Smith: How much control do you have over any of these images as they dry and form? Can you change them dramatically once the paint goes down or is it set after the initial shapes are made?
Terry: I have a lot of control over the types of processes I set in motion, and the resulting effects. And I frequently manipulate the shape while wet. But there is an aspect of chance inherent to all my procedures. Once the paint is down and setting, it’s down. All the elements are in themselves one-shot deals. But, I don’t actually paint on any of the cast acrylic surfaces that are the grounds for my paintings. I work on a large glass work table suspended on hydraulic jacks that allow me to tilt the table on both an x and a y axis in order to exploit gravitational effects. I also use other hands-off techniques like pressurized air bursts, wet on wet spreading, etc. to manipulate the paint. This is where I “breed” the forms; from there they are removed from the glass, edited, inventoried, and then they are applied to my surfaces. I have a lot of paint elements to pick and choose from as I work on a painting. Everything is transferred, even the gestural, Pollock-esque splatter fields, bit by bit. Sometimes, I’ll approximate the same form over and over until I have the most idealized version for the final piece.

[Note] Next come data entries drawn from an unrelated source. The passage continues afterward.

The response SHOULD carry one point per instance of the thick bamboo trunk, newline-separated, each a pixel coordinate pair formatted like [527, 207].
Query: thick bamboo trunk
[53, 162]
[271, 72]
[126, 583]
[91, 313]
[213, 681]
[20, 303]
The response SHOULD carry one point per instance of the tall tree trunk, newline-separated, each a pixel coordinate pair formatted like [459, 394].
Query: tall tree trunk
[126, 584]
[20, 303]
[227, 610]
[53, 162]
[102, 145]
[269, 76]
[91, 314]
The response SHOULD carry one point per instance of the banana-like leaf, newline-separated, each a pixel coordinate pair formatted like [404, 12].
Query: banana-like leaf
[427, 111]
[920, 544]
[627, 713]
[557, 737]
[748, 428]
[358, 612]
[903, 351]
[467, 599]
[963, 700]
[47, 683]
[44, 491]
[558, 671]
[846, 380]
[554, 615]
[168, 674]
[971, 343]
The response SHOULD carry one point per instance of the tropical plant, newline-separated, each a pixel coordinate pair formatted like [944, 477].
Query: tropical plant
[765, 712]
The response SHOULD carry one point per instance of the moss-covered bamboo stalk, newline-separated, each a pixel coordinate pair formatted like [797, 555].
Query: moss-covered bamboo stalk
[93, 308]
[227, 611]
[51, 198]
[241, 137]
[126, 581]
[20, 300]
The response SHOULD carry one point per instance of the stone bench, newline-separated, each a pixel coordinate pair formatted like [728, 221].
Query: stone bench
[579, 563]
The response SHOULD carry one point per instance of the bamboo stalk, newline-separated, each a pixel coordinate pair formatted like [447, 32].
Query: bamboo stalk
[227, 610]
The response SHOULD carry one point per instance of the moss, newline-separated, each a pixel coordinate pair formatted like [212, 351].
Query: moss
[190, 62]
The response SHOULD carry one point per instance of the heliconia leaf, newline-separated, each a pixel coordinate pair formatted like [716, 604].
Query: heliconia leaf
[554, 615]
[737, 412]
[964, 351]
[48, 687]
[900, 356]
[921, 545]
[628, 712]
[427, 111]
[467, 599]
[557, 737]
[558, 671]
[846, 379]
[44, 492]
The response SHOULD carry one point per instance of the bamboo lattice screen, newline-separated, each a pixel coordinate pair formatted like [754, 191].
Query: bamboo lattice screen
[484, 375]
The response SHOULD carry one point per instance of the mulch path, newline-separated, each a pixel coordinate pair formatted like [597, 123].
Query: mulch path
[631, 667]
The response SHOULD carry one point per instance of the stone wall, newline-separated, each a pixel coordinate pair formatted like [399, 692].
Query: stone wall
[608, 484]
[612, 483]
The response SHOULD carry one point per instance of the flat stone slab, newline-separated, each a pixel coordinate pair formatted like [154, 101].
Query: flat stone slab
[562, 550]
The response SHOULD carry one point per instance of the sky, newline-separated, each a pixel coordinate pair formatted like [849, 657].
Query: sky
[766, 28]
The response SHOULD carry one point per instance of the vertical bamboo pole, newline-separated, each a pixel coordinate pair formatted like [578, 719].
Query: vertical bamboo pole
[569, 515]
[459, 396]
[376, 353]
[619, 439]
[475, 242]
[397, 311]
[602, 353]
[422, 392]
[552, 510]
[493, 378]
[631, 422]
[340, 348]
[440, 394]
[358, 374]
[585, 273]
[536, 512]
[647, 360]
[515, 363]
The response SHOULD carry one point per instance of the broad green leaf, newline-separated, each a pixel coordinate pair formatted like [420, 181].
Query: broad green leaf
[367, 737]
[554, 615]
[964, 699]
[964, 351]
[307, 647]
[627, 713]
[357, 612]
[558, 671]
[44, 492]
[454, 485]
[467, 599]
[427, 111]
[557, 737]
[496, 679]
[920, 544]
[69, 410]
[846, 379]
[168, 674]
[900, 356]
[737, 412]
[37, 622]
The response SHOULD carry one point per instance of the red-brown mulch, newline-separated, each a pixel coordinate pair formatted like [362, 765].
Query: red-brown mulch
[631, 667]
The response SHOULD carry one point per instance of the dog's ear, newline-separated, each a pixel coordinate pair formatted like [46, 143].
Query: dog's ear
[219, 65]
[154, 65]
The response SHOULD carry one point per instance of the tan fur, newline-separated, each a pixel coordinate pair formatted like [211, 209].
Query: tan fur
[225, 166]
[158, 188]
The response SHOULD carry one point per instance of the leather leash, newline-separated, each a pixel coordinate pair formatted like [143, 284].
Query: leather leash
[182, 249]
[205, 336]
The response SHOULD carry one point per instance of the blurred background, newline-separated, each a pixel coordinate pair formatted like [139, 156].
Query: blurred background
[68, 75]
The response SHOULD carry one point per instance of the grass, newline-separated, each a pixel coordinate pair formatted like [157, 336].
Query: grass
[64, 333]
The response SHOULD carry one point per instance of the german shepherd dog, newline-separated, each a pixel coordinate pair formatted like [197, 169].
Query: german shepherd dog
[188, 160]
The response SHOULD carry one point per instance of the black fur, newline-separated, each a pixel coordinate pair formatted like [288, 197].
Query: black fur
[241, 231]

Smith: I’ve noticed that people love your work. As in, I go “Hey, I’m doing an interview with this guy” and turn the screen around and they go “Ooooh, that’s great!” Have you noticed that the viewing public is viscerally taken by these images?
Terry: I’ve seen people lick my paintings and spontaneously make out in front of them. Babies love them too.
Smith: When’s your next show, project, etc?
Terry: I’m in a show curated by Joe Wolin, called “In the Splinter of the Mind’s Eye,” at the Philip Slein Gallery in St. Louis. It’s a group show about work that’s influenced equally by sci-fi and gestural abstraction. I’m also going to be included in a survey book on psychedelic and visionary art published by the San Antonio Museum of Art. And most likely a show at ATM Gallery coming up later this year.
Smith: Your pictures remind me of, for example, the famous Hubble photo of the Eagle Claw Nebula, or Herzog’s recent movie about Antarctica, yet, at the same time, the paintings freeze these images into a form where I can look at them in much greater detail and with much deeper and richer color than you can see in the images they echo. Do you feel like people look this closely at paintings? Why go to all that extra effort?
Terry: Some people do, some people don’t. The references you make in your question are the types of things that inspire me to make paintings. I also have to be inspired by my paintings in order make them. And I look closely. I guess, in terms of audience, I’m the first critic my work has to make it through. So I don’t really have any choice but to go through the effort.